Netanyahu and his coalition partner Ehud Barak, the defense minister, have drawn criticism from members of the opposition and within their own ranks for their hawkish rhetoric on preventing Iran from attaining a nuclear weapons capacity at all costs. Netanyahu routinely describes the possibility of a nuclear armed Iran as an “existential threat” to the Jewish state. Iranian president Mahmoud Ahmadinejad once suggested to drive Israel into the sea.
The latest to join the chorus of critics of an Israeli airstrike against Iran’s nuclear facilities was former prime minister Ehud Olmert who told CNN in an interview that was broadcast on Monday that military action should be a “last resort” and “supported by the international community,” including the United States.
On Friday, the former head of Israel’s internal security service, Yuval Diskin, professed a lack of faith in the political leadership which he believes “makes decisions based on messianic feelings.” It’s probably not a coincidence that Netanyahu describes the Iranian leadership as a “messianic cult.”
According to Diskin, the prime minister and Barak “are misleading the public on the Iran issue.”
They tell the public that if Israel acts, Iran won’t have a nuclear bomb. This is misleading. Actually, many experts say that an Israeli attack would accelerate the Iranian nuclear race.
Diskin’s words echoed those of the former head of Israel’s foreign intelligence service Mossad, Meir Dagan, who told American television in March than an attack on Iran would have “a devastating impact” on Israel.
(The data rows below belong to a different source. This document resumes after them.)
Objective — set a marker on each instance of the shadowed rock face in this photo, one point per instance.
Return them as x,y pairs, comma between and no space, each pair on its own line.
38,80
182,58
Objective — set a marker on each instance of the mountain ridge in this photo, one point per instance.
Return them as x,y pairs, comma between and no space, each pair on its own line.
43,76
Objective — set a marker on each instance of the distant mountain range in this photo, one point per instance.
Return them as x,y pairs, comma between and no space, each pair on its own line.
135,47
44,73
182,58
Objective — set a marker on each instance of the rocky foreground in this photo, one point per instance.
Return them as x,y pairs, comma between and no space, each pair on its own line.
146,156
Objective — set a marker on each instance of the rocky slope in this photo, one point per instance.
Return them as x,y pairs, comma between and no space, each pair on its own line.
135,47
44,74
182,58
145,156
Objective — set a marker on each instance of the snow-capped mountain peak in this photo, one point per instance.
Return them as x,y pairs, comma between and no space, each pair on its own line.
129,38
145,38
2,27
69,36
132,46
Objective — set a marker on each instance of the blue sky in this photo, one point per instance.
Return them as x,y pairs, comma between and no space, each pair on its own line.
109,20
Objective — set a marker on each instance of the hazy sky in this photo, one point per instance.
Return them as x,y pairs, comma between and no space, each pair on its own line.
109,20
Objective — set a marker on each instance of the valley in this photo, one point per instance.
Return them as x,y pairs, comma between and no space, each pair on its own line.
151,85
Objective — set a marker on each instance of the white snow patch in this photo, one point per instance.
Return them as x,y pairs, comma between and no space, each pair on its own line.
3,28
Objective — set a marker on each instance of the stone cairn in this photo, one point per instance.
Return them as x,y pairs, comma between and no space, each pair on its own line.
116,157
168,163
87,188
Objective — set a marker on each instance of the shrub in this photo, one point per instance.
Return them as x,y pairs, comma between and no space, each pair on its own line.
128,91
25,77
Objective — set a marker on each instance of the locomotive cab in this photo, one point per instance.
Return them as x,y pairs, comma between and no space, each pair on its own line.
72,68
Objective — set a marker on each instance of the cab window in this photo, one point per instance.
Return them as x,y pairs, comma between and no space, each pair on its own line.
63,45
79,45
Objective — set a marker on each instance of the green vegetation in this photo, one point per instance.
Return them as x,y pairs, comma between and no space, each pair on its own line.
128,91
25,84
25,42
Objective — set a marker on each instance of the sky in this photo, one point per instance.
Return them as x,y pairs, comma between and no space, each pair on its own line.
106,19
The divide over Iran policy isn’t the only thing that is weakening Netanyahu’s multiparty coalition composed of conservatives, Labor and nationalist, right-wing parties of which Yisrael Beiteinu, led by foreign minister Avigdor Lieberman, is the largest. As Walter Russell Mead points out in his blog at The American Interest, there is also tension between the secular Likud and religious fringe parties about “how religion should shape the political agenda.”
Jewish law in all its complexity, many feel, should be the guiding principle in a Jewish state. The resulting issues go from how strictly should state entities observe the sabbath to whether ultraorthodox students should be able to defer their military service indefinitely.
The draft is a contentious issue. Secular Israelis “want to end or at least sharply curtail the special provisions that allow religious students to postpone or evade military service and are threatening to introduce legislation to that effect,” writes Mead. He concludes that it may be easier for Netanyahu to fight a general election than to resolve this coalition dispute without one.
In his foreign policy, the prime minister would probably be strengthened by an election. He could run as the uncompromising defender of Israel’s security before having to deal with the aftermath of a possible strike on Iran.
If, by contrast, Israel is internationally condemned for unilaterally lashing out against Iran’s nuclear sites and fails to do more than set back the Islamic republic’s uranium enrichment program by a few years — or worse, convince the Iranians that they indeed need a nuclear weapon to defend themselves against Israel — Netanyahu would be hard pressed to secure another mandate.